In sharp contrast to this usage the term “Negro” in Africa has been more and more restricted until some scientists, late in the last century, declared that the great mass of the black and brown people of Africa were not Negroes at all, and that the “real” Negro dwells in a small space between the Niger and the Senegal. Ratzel says, “If we ask what justifies so narrow a limitation, we find that the hideous Negro type, which the fancy of observers once saw all over Africa, but which, as Livingstone says, is really to be seen only as a sign in front of tobacco shops, has on closer inspection evaporated from all parts of Africa, to settle no one knows how in just this region. If we understand that an extreme case may have been taken for the genuine and pure form, even so we do not comprehend the ground of its geographical limitation and location; for wherever dark, woolly-haired men dwell, this ugly type also crops up. We are here in the presence of a refinement of science which to an unprejudiced eye will hardly hold water."[67]
In this restricted sense the Negro has no history, culture, or ability, for the simple fact that such human beings as have history and evidence culture and ability are not Negroes! Between these two extreme definitions, with unconscious adroitness, the most extraordinary and contradictory conclusions have been reached.
Let it therefore be said, once for all, that racial inferiority is not the cause of anti-Negro prejudice. Boaz, the anthropologist, says, “An unbiased estimate of the anthropological evidence so far brought forward does not permit us to countenance the belief in a racial inferiority which would unfit an individual of the Negro race to take his part in modern civilization.

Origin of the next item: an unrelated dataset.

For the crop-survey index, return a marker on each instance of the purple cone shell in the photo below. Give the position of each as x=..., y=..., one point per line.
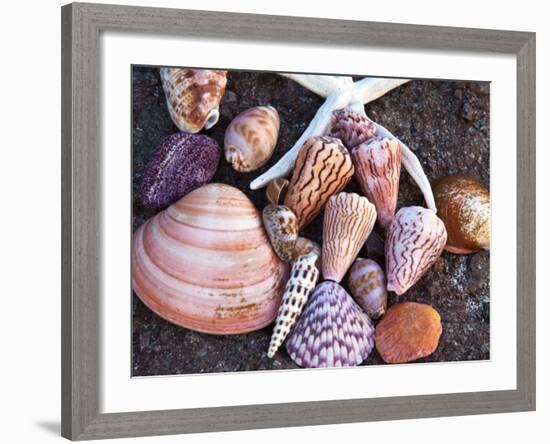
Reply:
x=332, y=331
x=351, y=127
x=181, y=163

We do not know of any demand made on the human body or mind in modern life that anatomical or ethnological evidence would prove to be beyond the powers of the Negro."[68]

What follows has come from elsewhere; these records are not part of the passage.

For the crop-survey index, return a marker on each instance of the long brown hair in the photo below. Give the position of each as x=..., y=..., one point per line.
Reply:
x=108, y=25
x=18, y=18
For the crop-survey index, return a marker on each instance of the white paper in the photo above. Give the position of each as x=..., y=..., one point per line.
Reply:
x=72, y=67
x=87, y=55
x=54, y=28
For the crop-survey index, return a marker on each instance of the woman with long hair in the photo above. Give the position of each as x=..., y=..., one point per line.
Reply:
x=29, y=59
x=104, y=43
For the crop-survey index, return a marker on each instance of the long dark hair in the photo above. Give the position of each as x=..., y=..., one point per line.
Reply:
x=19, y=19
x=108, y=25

“We have every reason to suppose that all races are capable, under proper guidance, of being fitted into the complex scheme of our modern civilization, and the policy of artificially excluding them from its benefits is as unjustifiable scientifically as it is ethically abhorrent."[69] What is, then, this so-called “instinctive” modern prejudice against black folk?

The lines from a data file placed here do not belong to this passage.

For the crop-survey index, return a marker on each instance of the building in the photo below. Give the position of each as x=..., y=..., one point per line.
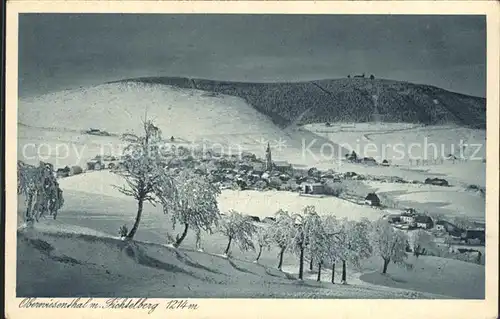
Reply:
x=474, y=234
x=424, y=222
x=392, y=218
x=312, y=188
x=372, y=199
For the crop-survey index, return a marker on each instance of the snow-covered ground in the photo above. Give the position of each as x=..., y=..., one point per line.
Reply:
x=398, y=142
x=83, y=265
x=450, y=201
x=50, y=130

Lord Bryce says of the intermingling of blacks and whites in South America, “The ease with which the Spaniards have intermingled by marriage with the Indian tribes—and the Portuguese have done the like, not only with the Indians, but with the more physically dissimilar Negroes—shows that race repugnance is no such constant and permanent factor in human affairs as members of the Teutonic peoples are apt to assume. Instead of being, as we Teutons suppose, the rule in the matter, we are rather the exception, for in the ancient world there seems to have been little race repulsion.”